En 2017, la plus haute juridiction de l’UE a infligé un sérieux revers à l’entreprise en classant Uber dans la catégorie des services de transport et en supprimant les protections contre la réglementation nationale qui découlaient de sa classification antérieure dans la catégorie des services numériques. Tous les regards sont désormais rivés sur la Californie — l’un des principaux marchés d’Uber — où une loi fondée sur une décision de la Cour suprême qui restreint la définition des sous-traitants est actuellement discutée en assemblée législative, avec des implications potentielles importantes pour les chauffeurs de services de covoiturage.

Les chauffeurs de taxi se sont également dressés contre Uber, en organisant des grèves et en collaborant avec les collectivités pour pousser les gouvernements à imposer des restrictions au covoiturage. Des réglementations interdisant certains services de covoiturage d’Uber ou imposant d’importantes restrictions opérationnelles ont été adoptées dans des marchés clés, notamment en Argentine, en Allemagne, en Corée du Sud, en Espagne, en Italie et au Japon. En 2018, la ville de New York est devenue la première juridiction des États-Unis à imposer une structure tarifaire pour les chauffeurs pour compte d’autrui, répondant en partie à une vague de suicides de chauffeurs de taxi attribués à la prolifération du covoiturage.
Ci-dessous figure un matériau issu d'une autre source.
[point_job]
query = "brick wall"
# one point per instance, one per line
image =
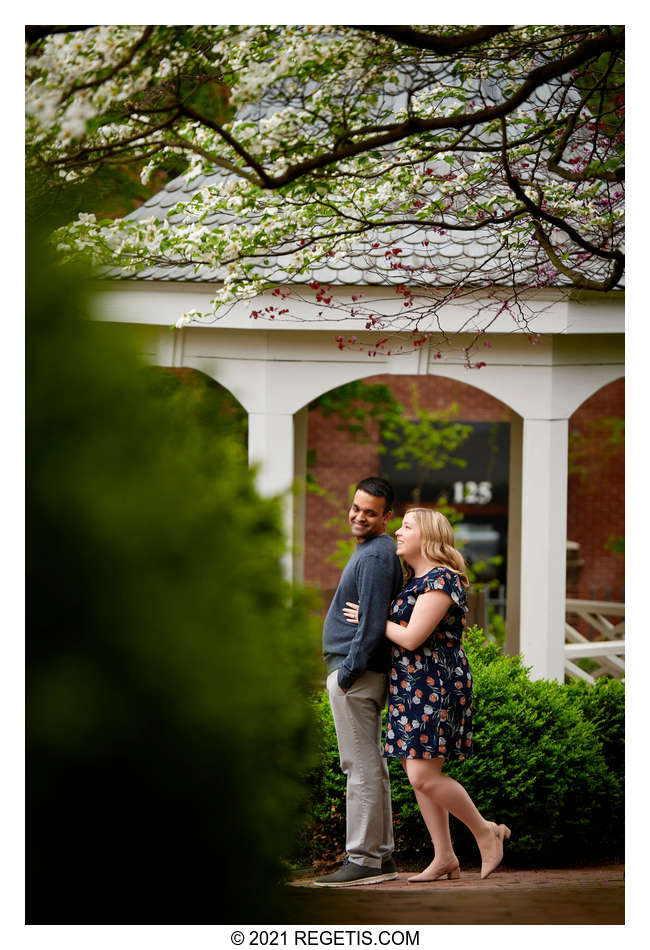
(595, 500)
(596, 506)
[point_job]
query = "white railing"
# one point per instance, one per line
(609, 651)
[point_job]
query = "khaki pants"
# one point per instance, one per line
(357, 718)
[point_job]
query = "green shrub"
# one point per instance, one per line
(168, 725)
(547, 761)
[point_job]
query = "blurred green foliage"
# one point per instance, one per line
(548, 761)
(162, 640)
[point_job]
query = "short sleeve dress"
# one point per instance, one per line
(430, 688)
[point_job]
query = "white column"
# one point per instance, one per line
(543, 546)
(513, 579)
(276, 446)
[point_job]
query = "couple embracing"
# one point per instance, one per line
(397, 634)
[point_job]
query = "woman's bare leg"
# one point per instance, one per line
(432, 786)
(437, 821)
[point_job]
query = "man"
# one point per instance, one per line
(357, 657)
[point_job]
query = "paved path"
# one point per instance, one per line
(563, 896)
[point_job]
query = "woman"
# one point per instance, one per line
(430, 702)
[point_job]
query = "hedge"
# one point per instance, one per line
(548, 761)
(168, 712)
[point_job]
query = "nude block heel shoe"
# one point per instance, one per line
(502, 832)
(452, 874)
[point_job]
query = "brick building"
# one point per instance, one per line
(595, 507)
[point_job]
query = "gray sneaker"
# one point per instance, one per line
(350, 874)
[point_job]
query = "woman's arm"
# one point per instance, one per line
(430, 608)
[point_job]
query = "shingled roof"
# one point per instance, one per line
(410, 254)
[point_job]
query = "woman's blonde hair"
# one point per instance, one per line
(438, 542)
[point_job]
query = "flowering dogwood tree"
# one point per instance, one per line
(316, 143)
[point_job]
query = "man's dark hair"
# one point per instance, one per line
(378, 487)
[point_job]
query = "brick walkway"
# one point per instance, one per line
(562, 896)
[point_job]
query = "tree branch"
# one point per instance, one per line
(408, 36)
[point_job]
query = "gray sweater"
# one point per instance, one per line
(372, 578)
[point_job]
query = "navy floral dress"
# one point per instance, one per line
(430, 688)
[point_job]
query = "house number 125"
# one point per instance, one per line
(473, 493)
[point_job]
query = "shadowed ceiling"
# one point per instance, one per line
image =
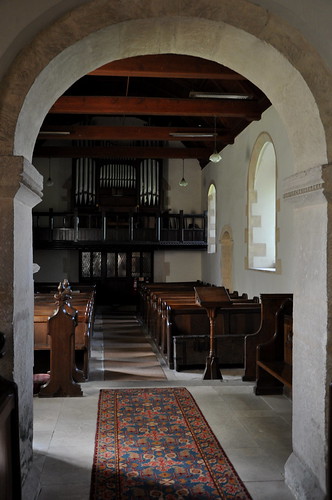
(159, 106)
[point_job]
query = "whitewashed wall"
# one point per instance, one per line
(230, 176)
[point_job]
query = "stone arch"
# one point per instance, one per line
(239, 37)
(226, 261)
(257, 247)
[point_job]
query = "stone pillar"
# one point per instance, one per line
(305, 470)
(20, 190)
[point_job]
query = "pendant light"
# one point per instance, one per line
(215, 157)
(183, 182)
(49, 181)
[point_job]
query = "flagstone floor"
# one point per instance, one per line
(254, 431)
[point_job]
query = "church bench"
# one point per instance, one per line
(155, 295)
(270, 304)
(192, 320)
(274, 357)
(146, 289)
(45, 308)
(191, 351)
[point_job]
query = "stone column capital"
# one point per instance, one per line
(305, 188)
(20, 180)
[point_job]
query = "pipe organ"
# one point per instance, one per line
(117, 183)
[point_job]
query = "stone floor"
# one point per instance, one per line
(254, 431)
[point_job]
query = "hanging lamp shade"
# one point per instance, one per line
(183, 182)
(215, 157)
(49, 181)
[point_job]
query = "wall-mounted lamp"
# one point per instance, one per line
(49, 181)
(215, 157)
(183, 182)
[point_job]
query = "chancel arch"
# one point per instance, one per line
(297, 84)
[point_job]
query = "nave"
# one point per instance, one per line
(254, 431)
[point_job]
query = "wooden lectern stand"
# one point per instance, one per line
(212, 298)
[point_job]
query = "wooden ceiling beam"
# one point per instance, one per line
(120, 152)
(167, 66)
(105, 105)
(129, 133)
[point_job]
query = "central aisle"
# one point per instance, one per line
(127, 353)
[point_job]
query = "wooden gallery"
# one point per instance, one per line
(168, 163)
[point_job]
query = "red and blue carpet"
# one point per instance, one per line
(155, 443)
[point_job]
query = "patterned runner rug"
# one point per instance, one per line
(155, 443)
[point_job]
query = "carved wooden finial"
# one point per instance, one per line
(64, 293)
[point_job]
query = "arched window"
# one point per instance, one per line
(212, 207)
(262, 206)
(226, 241)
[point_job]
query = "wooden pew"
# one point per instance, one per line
(61, 329)
(270, 304)
(191, 351)
(190, 320)
(84, 303)
(274, 358)
(145, 291)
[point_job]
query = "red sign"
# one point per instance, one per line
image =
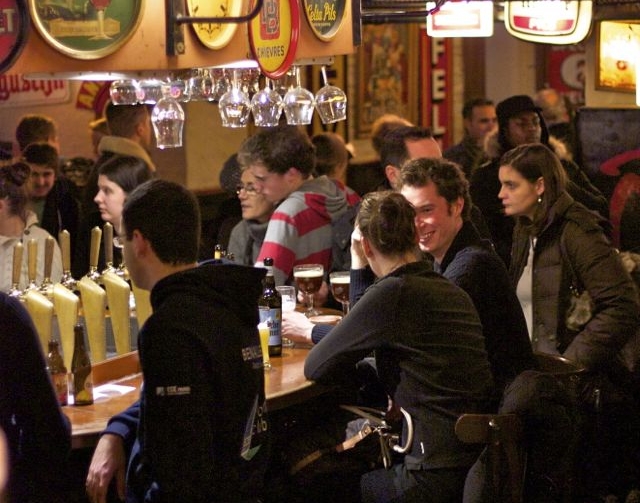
(437, 76)
(14, 22)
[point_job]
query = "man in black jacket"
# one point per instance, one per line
(438, 190)
(201, 431)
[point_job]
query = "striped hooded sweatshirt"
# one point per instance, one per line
(299, 230)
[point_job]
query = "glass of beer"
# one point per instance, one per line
(340, 282)
(308, 278)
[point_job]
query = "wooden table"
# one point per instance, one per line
(285, 385)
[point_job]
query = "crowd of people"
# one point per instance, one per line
(464, 264)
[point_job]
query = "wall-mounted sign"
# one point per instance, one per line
(549, 21)
(461, 19)
(86, 30)
(273, 36)
(324, 17)
(14, 26)
(16, 91)
(215, 35)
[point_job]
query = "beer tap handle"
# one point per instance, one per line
(32, 261)
(64, 238)
(48, 258)
(18, 252)
(94, 253)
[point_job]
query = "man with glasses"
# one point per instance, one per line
(282, 160)
(519, 122)
(247, 236)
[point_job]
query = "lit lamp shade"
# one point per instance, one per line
(550, 22)
(461, 19)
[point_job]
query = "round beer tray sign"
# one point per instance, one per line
(324, 17)
(273, 36)
(14, 25)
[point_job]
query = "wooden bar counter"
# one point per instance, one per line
(285, 385)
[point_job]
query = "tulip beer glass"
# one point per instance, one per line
(308, 278)
(340, 282)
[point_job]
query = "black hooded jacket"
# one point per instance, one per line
(202, 433)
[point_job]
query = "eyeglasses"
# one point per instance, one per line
(249, 188)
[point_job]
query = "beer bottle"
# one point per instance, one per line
(270, 306)
(81, 369)
(55, 366)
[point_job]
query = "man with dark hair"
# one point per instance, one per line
(203, 394)
(479, 120)
(131, 135)
(401, 144)
(439, 192)
(282, 161)
(36, 128)
(50, 194)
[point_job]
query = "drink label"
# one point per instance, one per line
(273, 318)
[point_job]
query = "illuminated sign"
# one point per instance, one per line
(549, 21)
(461, 19)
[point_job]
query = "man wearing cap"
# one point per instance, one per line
(519, 122)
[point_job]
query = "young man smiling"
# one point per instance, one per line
(438, 191)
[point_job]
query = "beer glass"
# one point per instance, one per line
(331, 102)
(340, 282)
(308, 278)
(264, 331)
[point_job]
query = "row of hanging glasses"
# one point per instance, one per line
(239, 96)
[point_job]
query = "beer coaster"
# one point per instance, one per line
(327, 319)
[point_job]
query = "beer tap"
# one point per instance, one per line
(64, 238)
(32, 264)
(18, 251)
(94, 254)
(45, 287)
(107, 240)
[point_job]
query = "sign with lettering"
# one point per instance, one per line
(16, 91)
(273, 36)
(324, 17)
(14, 25)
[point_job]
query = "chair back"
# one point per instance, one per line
(504, 457)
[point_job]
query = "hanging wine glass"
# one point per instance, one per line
(125, 92)
(298, 104)
(266, 106)
(201, 85)
(331, 102)
(234, 105)
(167, 118)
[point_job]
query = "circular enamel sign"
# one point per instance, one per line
(273, 36)
(324, 17)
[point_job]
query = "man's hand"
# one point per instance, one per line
(108, 461)
(297, 327)
(319, 298)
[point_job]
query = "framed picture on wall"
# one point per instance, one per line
(618, 50)
(386, 76)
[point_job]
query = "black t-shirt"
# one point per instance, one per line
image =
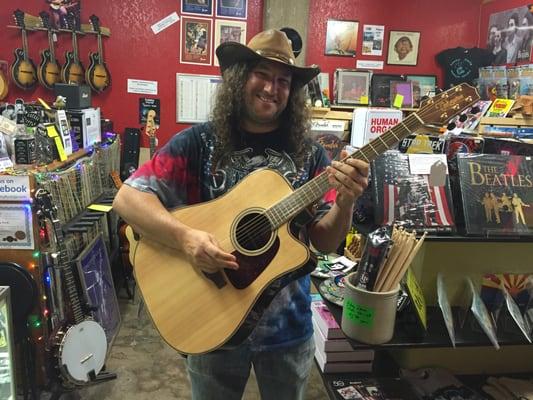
(461, 65)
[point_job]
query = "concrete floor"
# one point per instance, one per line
(148, 369)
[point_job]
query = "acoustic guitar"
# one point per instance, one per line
(49, 69)
(97, 75)
(73, 71)
(4, 87)
(23, 70)
(197, 312)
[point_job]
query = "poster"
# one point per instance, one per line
(373, 40)
(510, 35)
(16, 227)
(195, 41)
(146, 105)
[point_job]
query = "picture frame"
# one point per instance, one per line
(232, 8)
(351, 87)
(423, 85)
(96, 280)
(195, 40)
(403, 48)
(229, 31)
(202, 7)
(341, 38)
(404, 89)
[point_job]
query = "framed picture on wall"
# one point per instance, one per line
(232, 8)
(423, 85)
(195, 41)
(229, 31)
(204, 7)
(341, 38)
(403, 48)
(351, 86)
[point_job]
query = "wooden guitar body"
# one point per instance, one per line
(73, 71)
(212, 314)
(3, 86)
(49, 72)
(97, 75)
(23, 71)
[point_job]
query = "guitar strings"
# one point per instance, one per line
(255, 229)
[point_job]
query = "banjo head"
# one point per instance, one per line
(82, 349)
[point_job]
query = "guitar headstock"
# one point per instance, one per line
(45, 20)
(44, 203)
(71, 22)
(439, 109)
(95, 22)
(18, 14)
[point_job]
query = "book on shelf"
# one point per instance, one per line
(342, 366)
(329, 345)
(325, 320)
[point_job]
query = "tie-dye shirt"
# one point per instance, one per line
(180, 173)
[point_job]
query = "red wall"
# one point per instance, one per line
(442, 25)
(132, 51)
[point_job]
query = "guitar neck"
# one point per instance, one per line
(313, 190)
(25, 44)
(100, 48)
(51, 47)
(75, 47)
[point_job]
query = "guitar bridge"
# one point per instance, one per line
(217, 278)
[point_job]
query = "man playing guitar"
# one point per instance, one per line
(259, 121)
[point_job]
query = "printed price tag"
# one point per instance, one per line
(398, 101)
(359, 314)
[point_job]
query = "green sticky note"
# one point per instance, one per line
(398, 101)
(359, 314)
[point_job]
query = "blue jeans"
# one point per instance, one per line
(281, 374)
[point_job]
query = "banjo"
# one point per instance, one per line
(80, 348)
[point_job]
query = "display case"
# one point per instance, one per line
(7, 368)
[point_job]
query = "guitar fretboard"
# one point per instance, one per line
(315, 189)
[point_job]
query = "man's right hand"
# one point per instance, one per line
(203, 251)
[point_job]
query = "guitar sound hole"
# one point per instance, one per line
(253, 231)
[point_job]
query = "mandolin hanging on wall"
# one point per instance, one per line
(23, 70)
(49, 69)
(97, 75)
(73, 71)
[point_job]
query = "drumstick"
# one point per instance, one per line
(399, 246)
(407, 263)
(392, 255)
(409, 243)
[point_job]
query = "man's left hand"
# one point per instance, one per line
(349, 178)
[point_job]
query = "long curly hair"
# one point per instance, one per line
(229, 109)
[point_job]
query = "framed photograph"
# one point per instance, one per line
(380, 88)
(423, 85)
(404, 89)
(203, 7)
(341, 38)
(351, 86)
(229, 31)
(373, 36)
(195, 41)
(232, 8)
(97, 282)
(403, 48)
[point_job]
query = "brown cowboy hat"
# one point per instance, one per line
(270, 45)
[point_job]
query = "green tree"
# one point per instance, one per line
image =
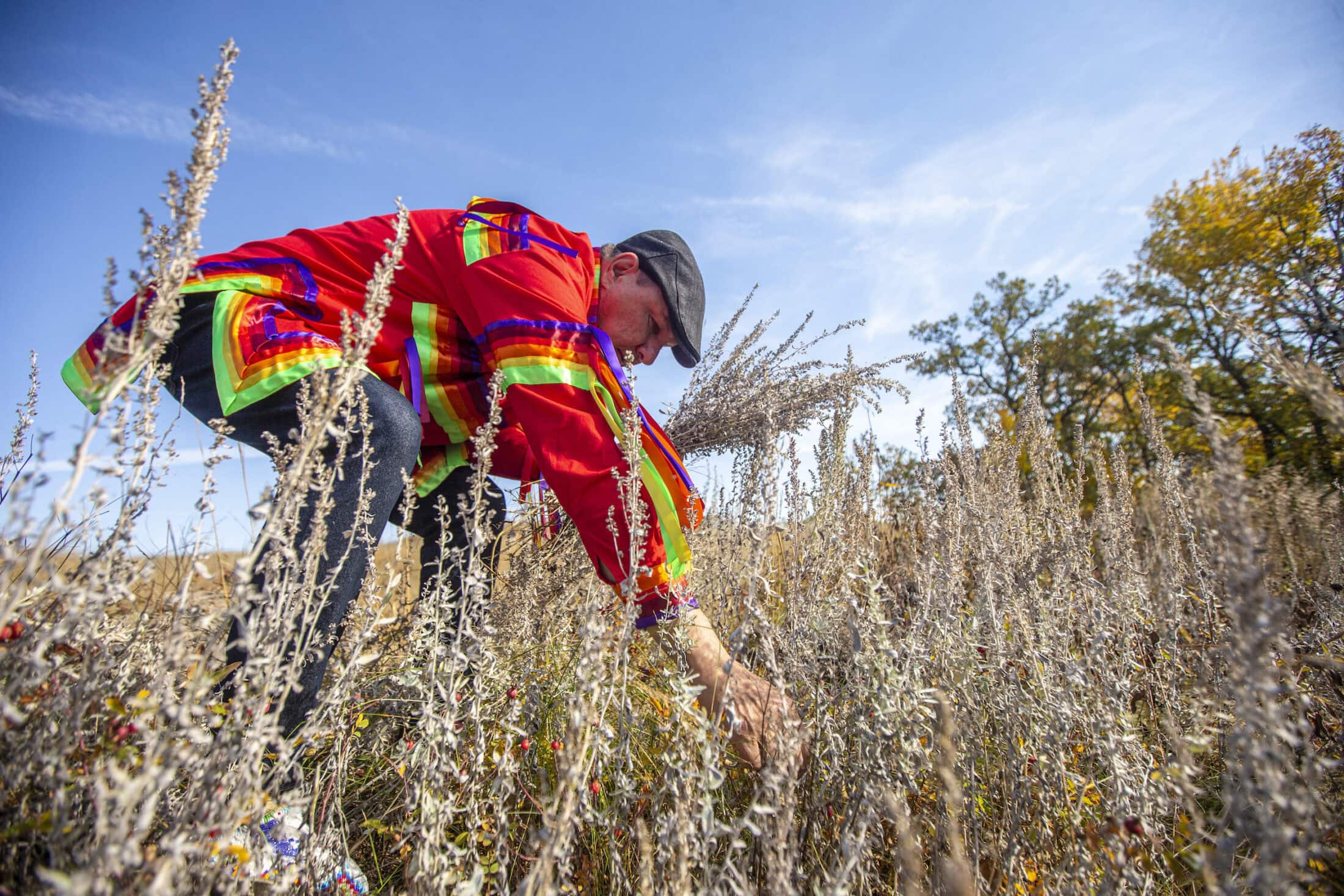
(1262, 245)
(1083, 359)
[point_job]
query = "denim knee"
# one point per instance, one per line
(394, 430)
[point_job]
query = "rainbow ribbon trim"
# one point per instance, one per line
(269, 340)
(486, 235)
(582, 356)
(449, 382)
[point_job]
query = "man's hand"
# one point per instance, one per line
(762, 712)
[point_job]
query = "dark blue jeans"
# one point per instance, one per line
(394, 441)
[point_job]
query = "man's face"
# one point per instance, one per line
(630, 309)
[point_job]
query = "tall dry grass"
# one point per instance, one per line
(1007, 687)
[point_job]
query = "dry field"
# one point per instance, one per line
(1040, 675)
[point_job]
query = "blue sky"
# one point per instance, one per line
(861, 160)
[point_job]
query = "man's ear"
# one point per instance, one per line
(623, 264)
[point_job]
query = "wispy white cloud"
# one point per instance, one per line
(905, 238)
(189, 457)
(96, 115)
(150, 120)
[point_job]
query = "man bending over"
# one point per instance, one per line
(488, 288)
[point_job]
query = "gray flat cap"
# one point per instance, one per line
(666, 258)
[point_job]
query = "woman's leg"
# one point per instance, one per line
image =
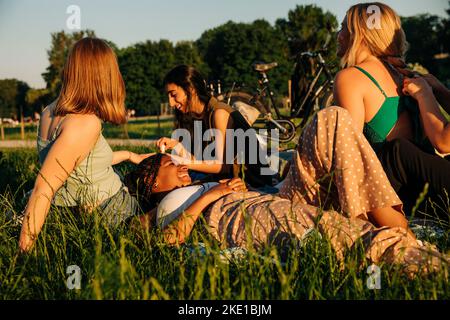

Tous ces événements ont donné mauvaise presse à Uber, qui a également fait l’objet de poursuites pour harcèlement sexuel, d’allégations de discrimination sexuelle, de scandales de gouvernance d’entreprise et de grèves des chauffeurs de taxi au fil des années. Pourtant, rien ne semble avoir eu d’impact. Bref, malgré un généreux afflux d’investissements privés, un impressionnant travail de lobbying et des frais juridiques considérables, l’entreprise a toujours du mal à générer des revenus et à obtenir sa licence sociale pour exercer son activité.

En tant que société cotée en bourse, Uber devra maintenir sa croissance et rechercher la rentabilité pour convaincre les investisseurs de sa valeur.

Pour les travailleurs, cela ne peut que constituer une mauvaise nouvelle. Dans son prospectus d’introduction en bourse, l’entreprise le déclare sans ambages : « comme nous nous efforçons de réduire les avantages des Conducteurs afin d’améliorer notre performance financière, nous nous attendons à une augmentation générale du mécontentement des Conducteurs. »

Uber est à la fois un symbole et un vecteur des nouveaux modèles économiques des plates-formes. L’entreprise a joué un rôle fondamental dans l’établissement d’un modèle fondé sur la rupture des relations de travail. Pourtant, elle n’a pas suffisamment perturbé le marché des transports que pour dégager des revenus suffisants avec ses services en covoiturage. La résistance qu’Uber a rencontrée de la part des chauffeurs, des travailleurs et des collectivités a été déterminante dans la mise en place d’obstacles sur la voie de la rentabilité de l’entreprise.

Le mouvement syndical international se bat contre le modèle économique d’Uber et s’est organisé pour faire respecter les droits des travailleurs.

Uber passant d’une société privée à une société dont les actions seront échangées à la Bourse de New York, la CSI continuera de défendre le droit des conducteurs à un salaire stable, des heures régulières, des avantages sociaux, une sécurité sociale et tout autre avantage qu’un employeur qui se respecte est censé accorder à tous ceux qui permettent en fait à son entreprise de rester à flot.